The Vaibhavwadi train crash was a fatal train derailment near the village of Vaibhavwadi in Sindhudurg district, Maharashtra in India on 23 June 2003.
The accident occurred at 10.30pm, when the train, bound for Mumbai from Karwar derailed suddenly as it travelled through a ravine outside the town. The train was a Central Railway's Holiday Special, and had numerous families aboard at the time of the crash. The track had been covered by several large boulders earlier in the day from a landslide down the ravine's side, which had not been noticed due to the remote location.
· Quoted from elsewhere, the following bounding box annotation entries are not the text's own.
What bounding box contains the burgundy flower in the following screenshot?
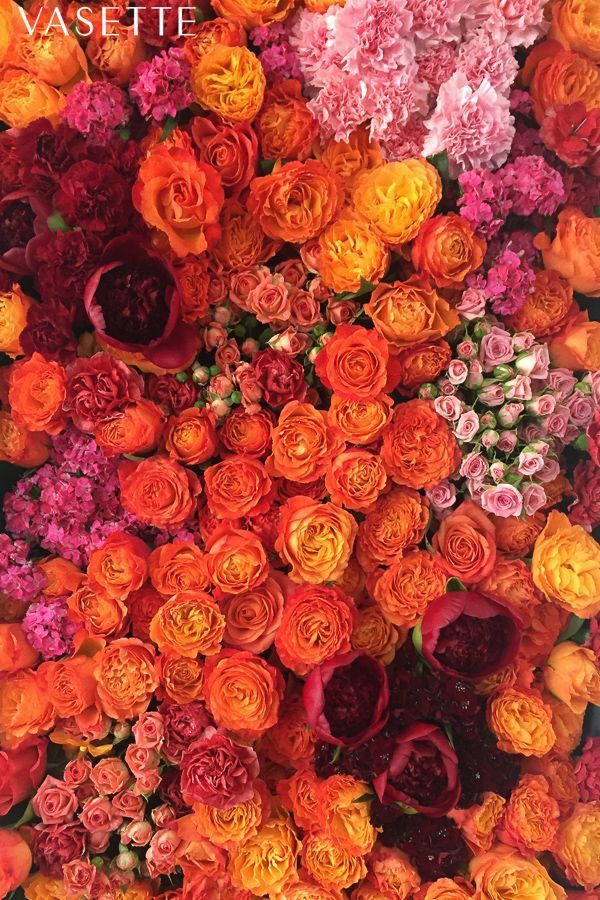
[84,236,196,369]
[181,728,260,809]
[303,652,389,747]
[252,349,307,407]
[373,722,460,818]
[64,353,144,433]
[421,591,521,680]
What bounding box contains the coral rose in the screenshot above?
[366,275,460,348]
[118,456,201,528]
[275,496,358,584]
[191,44,266,122]
[531,510,600,618]
[352,159,442,245]
[248,159,343,244]
[204,650,284,737]
[381,400,460,489]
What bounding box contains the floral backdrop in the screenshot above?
[0,0,600,900]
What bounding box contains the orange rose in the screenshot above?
[165,406,218,466]
[248,159,343,244]
[0,669,54,750]
[118,456,201,528]
[315,209,390,291]
[357,488,429,572]
[150,590,225,659]
[275,585,355,675]
[256,78,319,160]
[221,572,286,653]
[535,208,600,297]
[204,456,273,519]
[94,400,166,456]
[8,353,67,434]
[488,687,556,756]
[373,550,446,628]
[204,650,284,737]
[365,274,460,348]
[275,496,358,584]
[94,638,158,722]
[381,400,460,489]
[206,525,269,594]
[352,159,442,245]
[190,44,266,122]
[0,410,50,468]
[327,394,393,445]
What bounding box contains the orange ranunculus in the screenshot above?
[191,44,266,122]
[148,541,209,597]
[548,0,600,63]
[275,496,358,584]
[488,687,556,756]
[275,585,356,675]
[87,531,150,600]
[204,650,284,737]
[94,399,166,456]
[327,394,393,445]
[535,208,600,297]
[221,572,287,653]
[0,669,54,750]
[0,68,65,128]
[412,213,487,288]
[357,488,429,572]
[0,410,50,468]
[267,400,344,484]
[8,353,67,434]
[325,447,387,511]
[132,145,225,257]
[256,78,319,160]
[0,286,33,359]
[544,641,600,714]
[381,400,460,489]
[555,800,600,896]
[505,269,577,339]
[248,159,343,244]
[433,500,496,585]
[165,406,218,466]
[316,209,390,291]
[119,456,201,528]
[352,159,442,245]
[373,550,446,628]
[94,638,158,722]
[0,622,39,675]
[204,456,273,519]
[531,510,600,618]
[365,275,460,349]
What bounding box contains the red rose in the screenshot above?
[373,722,460,818]
[181,728,260,809]
[252,349,307,407]
[421,591,521,681]
[302,652,390,747]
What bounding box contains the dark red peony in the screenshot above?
[421,591,521,680]
[303,653,390,747]
[373,722,460,818]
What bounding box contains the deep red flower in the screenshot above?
[373,722,460,818]
[421,591,521,680]
[302,652,390,747]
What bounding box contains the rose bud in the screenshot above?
[303,653,390,747]
[373,722,461,818]
[421,591,521,681]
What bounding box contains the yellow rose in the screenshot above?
[531,510,600,618]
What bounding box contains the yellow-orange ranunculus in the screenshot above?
[531,510,600,618]
[352,159,442,245]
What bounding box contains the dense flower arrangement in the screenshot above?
[0,0,600,900]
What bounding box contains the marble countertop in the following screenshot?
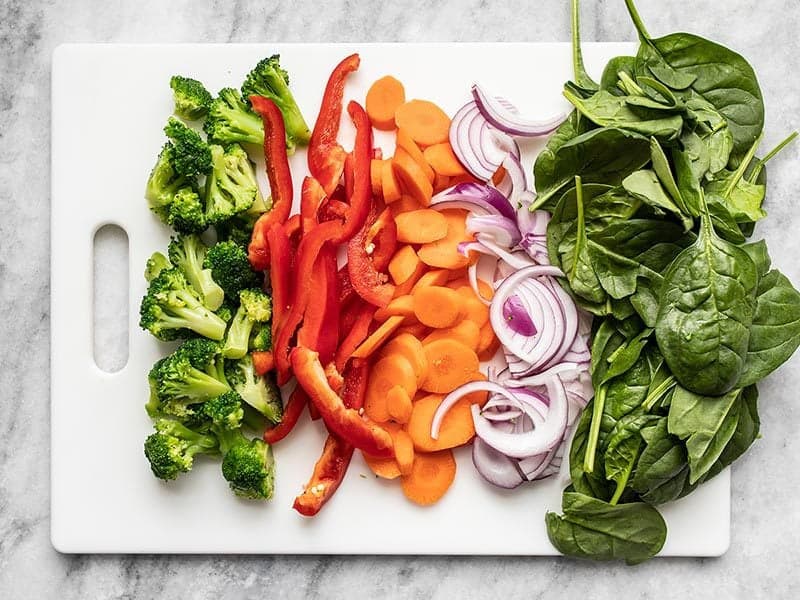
[0,0,800,600]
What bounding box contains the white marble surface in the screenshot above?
[0,0,800,599]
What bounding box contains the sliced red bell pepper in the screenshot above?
[337,100,372,244]
[247,96,293,271]
[347,211,396,308]
[291,346,393,458]
[272,221,342,385]
[292,434,353,517]
[264,385,308,444]
[308,54,361,196]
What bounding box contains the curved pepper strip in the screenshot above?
[308,54,361,196]
[294,358,369,517]
[347,211,396,308]
[247,96,294,271]
[336,100,372,244]
[291,346,393,458]
[272,221,342,385]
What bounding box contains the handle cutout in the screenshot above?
[92,225,130,373]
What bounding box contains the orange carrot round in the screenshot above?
[414,285,463,328]
[394,100,450,146]
[421,339,480,394]
[394,208,447,244]
[400,450,456,506]
[366,75,406,131]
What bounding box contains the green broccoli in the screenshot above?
[144,419,219,480]
[139,267,226,341]
[222,288,272,358]
[225,354,283,424]
[151,338,230,418]
[144,252,172,281]
[203,241,261,304]
[169,75,212,121]
[203,391,244,429]
[203,88,264,146]
[205,144,263,224]
[242,54,311,152]
[164,117,212,177]
[167,235,225,310]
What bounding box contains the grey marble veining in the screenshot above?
[0,0,800,600]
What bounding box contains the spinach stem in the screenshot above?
[625,0,650,41]
[583,385,606,473]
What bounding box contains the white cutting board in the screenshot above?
[51,44,730,556]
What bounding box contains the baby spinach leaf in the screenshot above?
[738,264,800,386]
[545,488,667,565]
[668,386,742,483]
[656,214,758,395]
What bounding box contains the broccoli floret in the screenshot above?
[203,241,261,304]
[225,354,283,424]
[168,235,225,310]
[144,252,172,281]
[139,267,226,341]
[164,117,211,177]
[203,88,264,146]
[169,75,212,121]
[144,419,219,480]
[203,391,244,429]
[151,338,230,418]
[242,54,311,152]
[222,288,272,358]
[205,144,261,224]
[144,142,191,218]
[167,187,208,233]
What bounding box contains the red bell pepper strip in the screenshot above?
[308,54,361,196]
[292,434,353,517]
[291,346,393,458]
[247,96,293,271]
[347,211,394,308]
[250,350,275,377]
[297,244,340,364]
[336,100,372,244]
[264,385,308,444]
[336,298,375,371]
[272,221,342,385]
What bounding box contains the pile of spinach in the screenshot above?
[533,0,800,564]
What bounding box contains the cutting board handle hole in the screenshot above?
[92,225,130,373]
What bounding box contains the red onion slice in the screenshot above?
[472,84,567,137]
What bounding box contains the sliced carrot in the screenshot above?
[365,75,406,131]
[381,160,403,204]
[394,208,447,244]
[386,385,411,424]
[350,315,405,358]
[394,261,428,298]
[389,244,422,285]
[381,330,428,387]
[421,339,480,394]
[374,294,417,322]
[424,142,467,177]
[392,428,414,475]
[400,450,456,506]
[414,285,463,329]
[422,318,483,352]
[417,210,473,269]
[397,129,436,183]
[369,158,386,198]
[362,453,400,479]
[394,100,450,146]
[364,354,417,423]
[414,269,450,291]
[392,148,433,207]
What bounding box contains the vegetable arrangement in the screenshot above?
[533,0,800,564]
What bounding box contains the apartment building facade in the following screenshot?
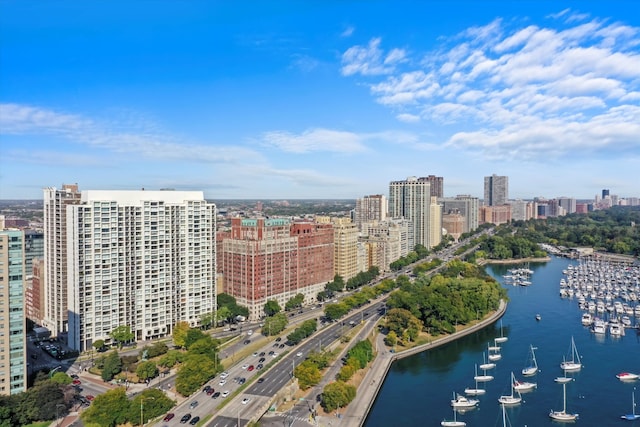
[66,190,216,351]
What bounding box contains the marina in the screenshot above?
[364,257,640,427]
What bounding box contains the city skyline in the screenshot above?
[0,1,640,200]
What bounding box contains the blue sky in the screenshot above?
[0,0,640,199]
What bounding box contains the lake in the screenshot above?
[364,257,640,427]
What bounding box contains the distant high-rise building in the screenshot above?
[479,205,511,225]
[331,218,360,281]
[66,190,216,351]
[42,184,80,337]
[484,174,509,206]
[354,194,389,230]
[0,230,27,395]
[218,218,334,320]
[438,194,480,233]
[558,197,576,214]
[389,177,442,249]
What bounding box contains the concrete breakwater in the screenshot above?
[342,300,507,427]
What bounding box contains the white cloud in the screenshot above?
[0,104,261,163]
[343,14,640,160]
[342,38,406,76]
[262,128,365,153]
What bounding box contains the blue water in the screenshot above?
[364,258,640,427]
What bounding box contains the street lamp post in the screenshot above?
[140,397,155,426]
[56,403,66,426]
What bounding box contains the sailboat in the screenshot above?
[440,404,467,427]
[451,391,480,409]
[464,365,487,396]
[549,383,578,421]
[522,345,538,377]
[560,337,582,371]
[494,319,509,344]
[480,352,496,371]
[620,387,640,421]
[498,372,522,405]
[487,344,502,362]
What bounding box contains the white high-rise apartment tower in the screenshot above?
[67,190,216,351]
[484,174,509,206]
[389,177,442,250]
[42,184,80,337]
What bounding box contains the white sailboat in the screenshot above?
[440,406,467,427]
[522,345,538,377]
[549,383,578,421]
[464,365,487,396]
[560,337,582,371]
[487,344,502,362]
[620,387,640,421]
[498,372,522,405]
[451,392,480,409]
[480,352,496,371]
[494,319,509,344]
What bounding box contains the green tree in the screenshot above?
[176,354,216,396]
[80,387,130,427]
[264,299,282,317]
[262,313,289,337]
[173,321,191,348]
[384,331,398,347]
[109,325,134,348]
[92,340,104,351]
[293,360,322,390]
[320,381,356,412]
[136,361,158,381]
[102,351,122,381]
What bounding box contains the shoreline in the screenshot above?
[340,300,508,427]
[478,256,551,265]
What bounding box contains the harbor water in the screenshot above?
[364,257,640,427]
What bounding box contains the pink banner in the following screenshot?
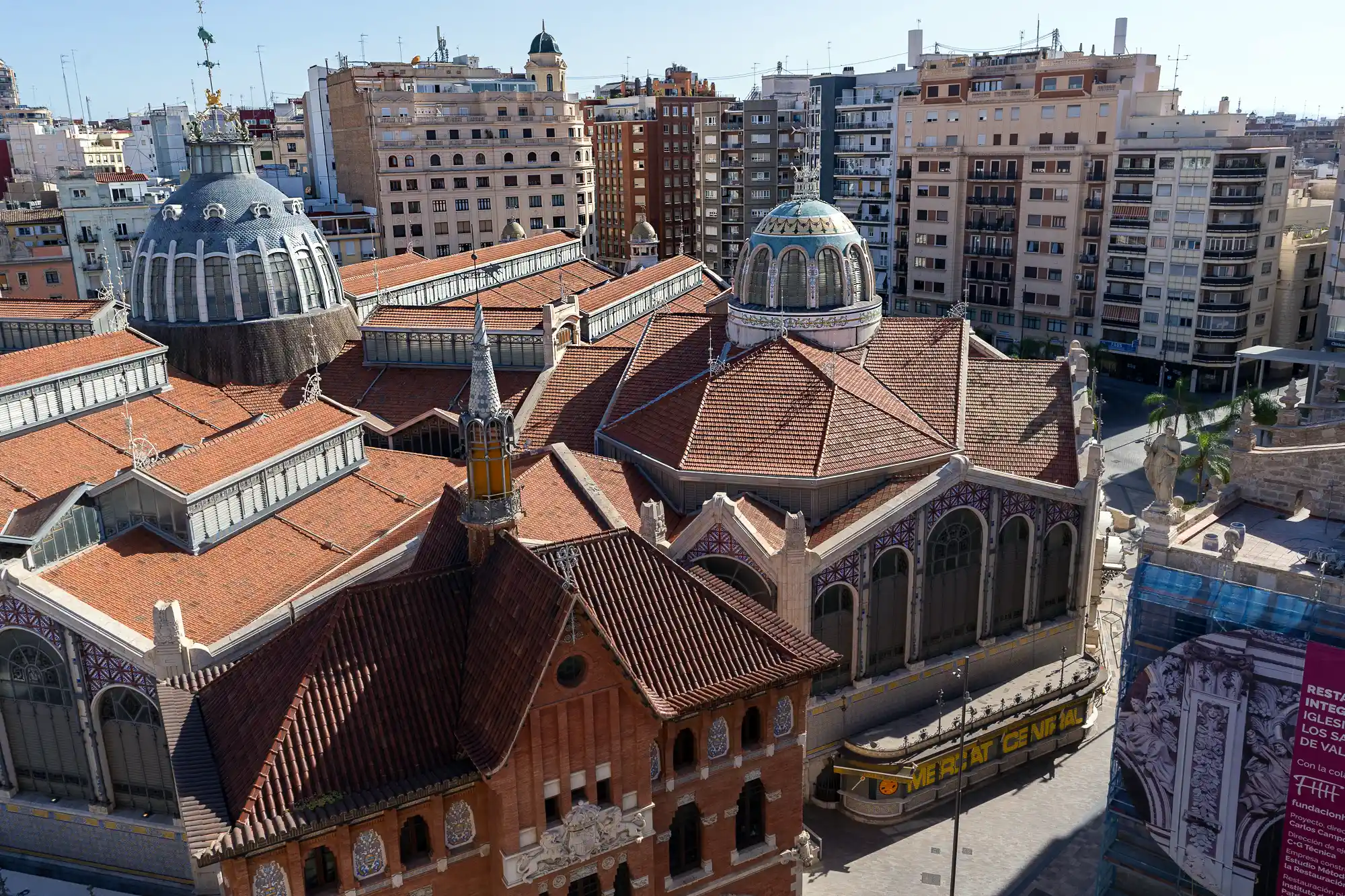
[1279,642,1345,896]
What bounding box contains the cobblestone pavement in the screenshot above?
[803,580,1130,896]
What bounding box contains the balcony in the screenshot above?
[1102,289,1145,305]
[1205,246,1256,261]
[1205,220,1260,233]
[1200,274,1254,289]
[1103,268,1145,280]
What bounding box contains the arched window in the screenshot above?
[745,246,771,307]
[776,249,808,308]
[738,706,761,751]
[846,246,873,302]
[812,583,854,694]
[304,846,339,896]
[818,247,845,308]
[399,815,432,868]
[672,728,695,772]
[920,507,985,658]
[206,255,230,320]
[1037,524,1075,622]
[865,548,911,677]
[668,803,701,877]
[238,255,270,320]
[269,251,299,315]
[990,517,1032,635]
[693,556,775,610]
[98,688,178,815]
[0,628,93,801]
[733,778,765,852]
[172,255,200,320]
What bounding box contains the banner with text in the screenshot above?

When the train struck the boulders, the engine and first three carriages were thrown in the air by the force of the derailment, and crumpled upon impact.
The rescue operation was difficult, because unlike with most Indian train accidents, local people did not see or hear the crash, and thus it was hours before the emergency services were notified, and even longer before they arrived, travelling on bad roads in bad weather. Special emergency trains could not be used either, because of the dangers of further landslides. Thus it was the morning before many of the survivors were freed by soldiers and emergency services.
52 people were killed in the crash and over 100 injured, including 26 in a critical state. Many of those injured in the crash had died in the night because of the difficulties inherent in reaching them in the darkness. The customary one lakh compensation was presented to the families of those killed.
The cause of the crash was determined to have been rocks and earth, which tumbled onto the tracks ahead following a series of earth tremors, to which this area is especially prone. These then caused the engine to leave the rails when it collided with them. There was controversy about the accident though, because the company which runs the service, the Konkan Railway Corporation, has just developed a new type of Anti Collision Device which would have prevented the crash. The device had been sold to other Indian and foreign companies, but had not yet been installed on their own vehicles.
Landslides can be classed with washaways.